Oleuropein derived from olive leaves inhibits the activity of Helicobacter pylori urease: network pharmacology, inhibition kinetics, and mechanistic insights

Abstract

Oleuropein, the major bioactive secoiridoid in olive leaves, has been reported to exhibit anti-Helicobacter pylori (H. pylori) activity. However, its precise molecular targets and the underlying mechanisms, especially its direct interactions with key virulence factors, remain poorly defined. This study aimed to elucidate the inhibitory effect and mechanism of oleuropein on a crude H. pylori urease (HPU) extract using jack bean urease (JBU) as a reference enzyme and by integrating network pharmacology-based target prediction with comprehensive experimental validation. Network pharmacology analysis identified urease subunits within a key functional module of the H. pylori protein–protein interaction network, suggesting urease as a high-priority target of oleuropein. Subsequent enzymatic assays showed that oleuropein inhibited both HPU and JBU activities in a concentration-dependent manner, exhibiting IC₅₀ values of 1.27 ± 0.04 mM and 2.17 ± 0.03 mM, respectively.

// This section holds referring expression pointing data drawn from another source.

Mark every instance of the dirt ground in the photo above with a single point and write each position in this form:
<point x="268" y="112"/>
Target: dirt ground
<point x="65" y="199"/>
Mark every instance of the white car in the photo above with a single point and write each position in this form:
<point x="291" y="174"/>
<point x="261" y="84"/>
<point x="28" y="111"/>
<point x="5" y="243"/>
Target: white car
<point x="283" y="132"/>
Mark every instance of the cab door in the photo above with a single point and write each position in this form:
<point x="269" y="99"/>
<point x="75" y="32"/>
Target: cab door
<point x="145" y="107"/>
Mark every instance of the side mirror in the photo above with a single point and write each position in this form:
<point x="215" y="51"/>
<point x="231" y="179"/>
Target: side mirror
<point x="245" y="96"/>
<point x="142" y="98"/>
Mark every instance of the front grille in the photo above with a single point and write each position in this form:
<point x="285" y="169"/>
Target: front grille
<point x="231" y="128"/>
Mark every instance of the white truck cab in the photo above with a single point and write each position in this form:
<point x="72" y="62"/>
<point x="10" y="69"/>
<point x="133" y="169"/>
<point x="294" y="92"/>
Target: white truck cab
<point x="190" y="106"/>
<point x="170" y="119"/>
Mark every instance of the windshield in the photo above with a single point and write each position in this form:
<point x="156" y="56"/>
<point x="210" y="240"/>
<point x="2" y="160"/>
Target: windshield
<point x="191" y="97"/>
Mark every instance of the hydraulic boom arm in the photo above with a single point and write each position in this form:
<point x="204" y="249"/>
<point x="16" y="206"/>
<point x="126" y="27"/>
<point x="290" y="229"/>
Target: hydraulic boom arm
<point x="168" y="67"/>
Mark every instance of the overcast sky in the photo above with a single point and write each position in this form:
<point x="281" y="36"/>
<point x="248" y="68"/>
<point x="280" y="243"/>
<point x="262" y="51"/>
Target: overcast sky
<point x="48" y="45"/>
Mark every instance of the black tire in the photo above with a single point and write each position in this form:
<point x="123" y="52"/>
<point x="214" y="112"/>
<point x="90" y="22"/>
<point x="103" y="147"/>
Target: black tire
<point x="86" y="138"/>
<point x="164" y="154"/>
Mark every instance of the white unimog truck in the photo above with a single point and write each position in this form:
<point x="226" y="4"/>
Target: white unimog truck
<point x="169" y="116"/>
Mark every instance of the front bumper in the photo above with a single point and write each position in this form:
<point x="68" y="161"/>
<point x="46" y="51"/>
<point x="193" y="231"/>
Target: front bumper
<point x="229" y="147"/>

Kinetic analyses indicated that oleuropein acts as a slow-binding, mixed-type inhibitor of HPU activity and a slow-binding, noncompetitive inhibitor of JBU activity, revealing distinct interaction patterns with bacterial and plant ureases. Protection and reactivation experiments using thiol-containing reagents demonstrated that the inhibition is reversible and involves interaction with sulfhydryl groups at the active site of urease. Consistent with these findings, molecular docking results suggested that oleuropein binds in the vicinity of the flap region of HPU and forms stabilizing hydrogen bonds and hydrophobic interactions with key residues, including CYS321, which is critical for maintaining active-site conformation. In conclusion, this study provides the first systematic evidence that oleuropein acts as an effective, reversible, and slow-binding inhibitor of HPU activity, possibly involving interactions with thiol-containing residues at or near the enzyme's active site. These findings offer a mechanistic explanation for the anti-H. pylori effects of oleuropein and support its potential as a natural lead compound for the development of urease-targeted interventions against H. pylori-associated gastrointestinal diseases.